Once when the bakers of Wonder Bread, the ITT Continental Baking Company in Rye, New York, wanted to market a high fiber bread, we watched as the recipe that included wood cellulose (the fiber ingredient that backed the claim) would burst into flames when it went into the toaster. Or, a sourdough bread that got its tang from the addition of vinegar. Actually, that one did better in consumer taste tests than real old fashioned sourdough made with fermented starter. Go figure.
The agency had gotten into trouble with the FTC showing Colgate Rapid Shave taking the grit off sandpaper. This was on our part I'm sure more about the visual than a claim of being able to remove sand from sandpaper. The legal outcome was that after each commercial featuring a shaving scene the agency producer had to sign a document attesting to the fact that the shaver only went over the demonstrated shaved area only once. In another situation a junior executive was called on the carpet for disclosing to a reporter that there was only 1/4 ounce of butter in the top cut of the whole loaf of Home Pride Butter Top bread. You see the issue, don't you. We made a big fuss over the taste. The small amount actual butter was just gave us legitimacy to make the claim. Then again, when we realized that the closing of Wonder Bread commercials used a foam rubber insert to have the bread showing up on screen springing back nicely for the camera, we went back to the studio to redo with an actual loaf of bread. CYA.
From the foregoing you should get the clear idea the game was to generate a superior selling claim. As far as that goes, fine enough. However, whether in fact there was any real benefit or need, that was secondary to the goal of getting something hard hitting that passed legal (Oh yes, "Hard Hitting" was tossed out a lot too). I was a clean cut, honest looking Midwest kid, and I was usually the designated one to take advertising ideas to the in-house legal department.
We were in the business of selling goods and services. Completely neutral, as professionals should be as I was told, to any considerations of social impact, ecology, or conscience; and, perhaps with a rather fungible sense of ethics and morality. If it sold, it was good.
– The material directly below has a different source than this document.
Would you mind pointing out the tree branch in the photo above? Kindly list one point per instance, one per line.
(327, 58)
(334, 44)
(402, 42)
Nowadays that ethic is way more out of the closet than when I was in the Biz. Of course we weren't so short term to not consider something called "Repeat Purchase". It's one thing to get someone to try a product or service; but, the question is, will they come back for another. Then another, and eventually become a regular customer. So, we weren't just out to fool folks. But, a large part of the advertising message is based on the underlying, if unstated, supposition that consumers in general can reliably be expected to be fools. Look at all that drug advertising on television with an arms length of disclaimers for sometimes terribly harrowing possible side effects. The voice-over blithely and sweetly chirps the list of possible horrors then happily suggests you ask your doctor if is this is right for you. Insert a "Hey, asshole!" at the beginning of that line and you have the complete message, fully stated.
Obviously, what I have shared here is just a smattering. I could write a book. For whom to read? That keeps me from going there. Net, net (oh, that's one of the pieces of jargon too) I enjoyed my time in Advertising. Maybe with equal amounts of dread. Job security is something you are constantly working on, and the pressure to to have your standards, integrity, and even ethics coopted can be intense. Especially when you're strapped into a mortgage, car payments, and a family to raise.
At one point in all that, I just had a moment of clarity and honesty with myself. I did not really want to be doing this. This Advertising business thing. Not long after, the universe did its thing and I was out. I had already become keenly interested in holistic health and healing. My own Rolfing experience was life transforming. Within a few years after leaving Madison Avenue, I trained successfully and became a Certified Rolfer. I enjoy immensely working in a worthy field which is both artistically challenging and sharing in terms of true human values. Teaching people of all kinds how to live well and stay healthy. Going on 34 years.
And now, just like everyone else, I enjoy the commercials. And the discussions about how good they are. But, come on! "Coke ads life"? Most advertising, like I said before, would read better if it the spots were prefixed with, "Hey, Asshole!"
I actually now do work in a field that truly adds life. Now, just to get the word out. I'm an Ad Biggie, after all. It's in my blood.